# How good is E*'s HD PQ with the new channels?



## purtman (Sep 19, 2006)

How good is E*'s HD picture quality now that it has added new channels? I'd appreciate any feedback, especially from those who have seen both E* and D* lately.


----------



## grooves12 (Oct 27, 2005)

They are pretty good, I think E* has been making progress with their Mpeg4 encoders and the picture quality has seemingly steadily improved over the last year, despite the fact they are cramming more channels on each transponder.

I still think D* has a slight edge in picture quality though. E* still has a bit more motion artifacts and breakup during fast movement, which is pretty much non-existent with D* from what I have seen, but it has been reduced greatly from where it was a few months ago where ANY motion would cause it.


----------



## Bobby H (Mar 23, 2008)

PQ seems to vary from channel to channel. It's certainly a lot better than SD, but it isn't "Blu-ray Quality" either.

My HBO channels seem to look better than some of the other national network channels. I haven't noticed any downgrade in image quality in the last two days since the extra channels were added.

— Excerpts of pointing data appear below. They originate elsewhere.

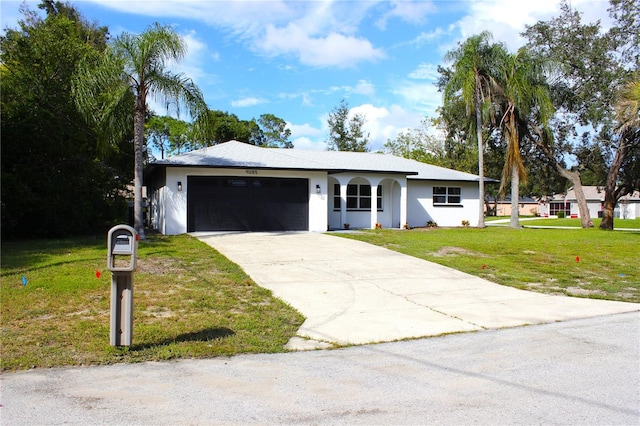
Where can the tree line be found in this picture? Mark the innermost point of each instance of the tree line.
(571, 93)
(76, 128)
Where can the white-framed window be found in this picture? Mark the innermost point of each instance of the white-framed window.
(447, 195)
(358, 197)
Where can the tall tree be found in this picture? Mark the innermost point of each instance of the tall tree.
(525, 100)
(136, 64)
(275, 133)
(627, 110)
(169, 135)
(474, 80)
(592, 65)
(54, 180)
(346, 133)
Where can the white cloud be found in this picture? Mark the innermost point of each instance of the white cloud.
(364, 87)
(308, 144)
(247, 102)
(408, 11)
(334, 49)
(319, 33)
(384, 123)
(425, 72)
(421, 97)
(305, 129)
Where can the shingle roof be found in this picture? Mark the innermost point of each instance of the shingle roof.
(234, 154)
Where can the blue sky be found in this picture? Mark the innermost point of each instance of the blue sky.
(298, 59)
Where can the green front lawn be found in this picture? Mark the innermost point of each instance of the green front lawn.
(580, 262)
(189, 302)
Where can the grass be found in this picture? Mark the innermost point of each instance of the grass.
(189, 302)
(581, 262)
(617, 223)
(565, 222)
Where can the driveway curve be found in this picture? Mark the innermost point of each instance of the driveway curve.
(355, 293)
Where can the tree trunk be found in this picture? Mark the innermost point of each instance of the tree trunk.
(574, 178)
(515, 197)
(138, 142)
(480, 159)
(610, 196)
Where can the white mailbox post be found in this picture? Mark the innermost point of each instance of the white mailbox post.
(122, 246)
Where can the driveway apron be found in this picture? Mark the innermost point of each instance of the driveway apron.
(355, 293)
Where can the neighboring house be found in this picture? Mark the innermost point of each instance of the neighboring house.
(628, 207)
(526, 206)
(235, 186)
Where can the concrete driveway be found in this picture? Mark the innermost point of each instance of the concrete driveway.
(356, 293)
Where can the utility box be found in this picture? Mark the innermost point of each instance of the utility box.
(122, 251)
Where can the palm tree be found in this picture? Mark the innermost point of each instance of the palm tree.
(473, 79)
(115, 87)
(627, 114)
(525, 99)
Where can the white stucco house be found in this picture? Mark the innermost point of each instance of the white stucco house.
(628, 206)
(235, 186)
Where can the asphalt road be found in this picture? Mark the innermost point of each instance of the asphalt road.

Fast motion seems to be the big hangup on image quality. I see less macro-blocking and banding on the premium channels versus other channels, such as Animal PlanetHD.

Hopefully, as E* adds more satellites and replaces older satellites we'll see PQ continue to improve. I think we'll also see a lot of those old SD channels go bye bye within a couple years after the February 2009 switch to 100% DTV broadcasting. There's a good chance E* will start starving them for bits (like I see with my SD local channels) and then they'll just get removed once enough people own HD-capable TVs.


----------



## heisman (Feb 11, 2007)

I think E*'s HD PQ is better than D*'s, although not by much.


----------



## tnsprin (Mar 16, 2003)

grooves12 said:


> They are pretty good, I think E* has been making progress with their Mpeg4 encoders and the picture quality has seemingly steadily improved over the last year, despite the fact they are cramming more channels on each transponder.
> 
> I still think D* has a slight edge in picture quality though. E* still has a bit more motion artifacts and breakup during fast movement, which is pretty much non-existent with D* from what I have seen, but it has been reduced greatly from where it was a few months ago where ANY motion would cause it.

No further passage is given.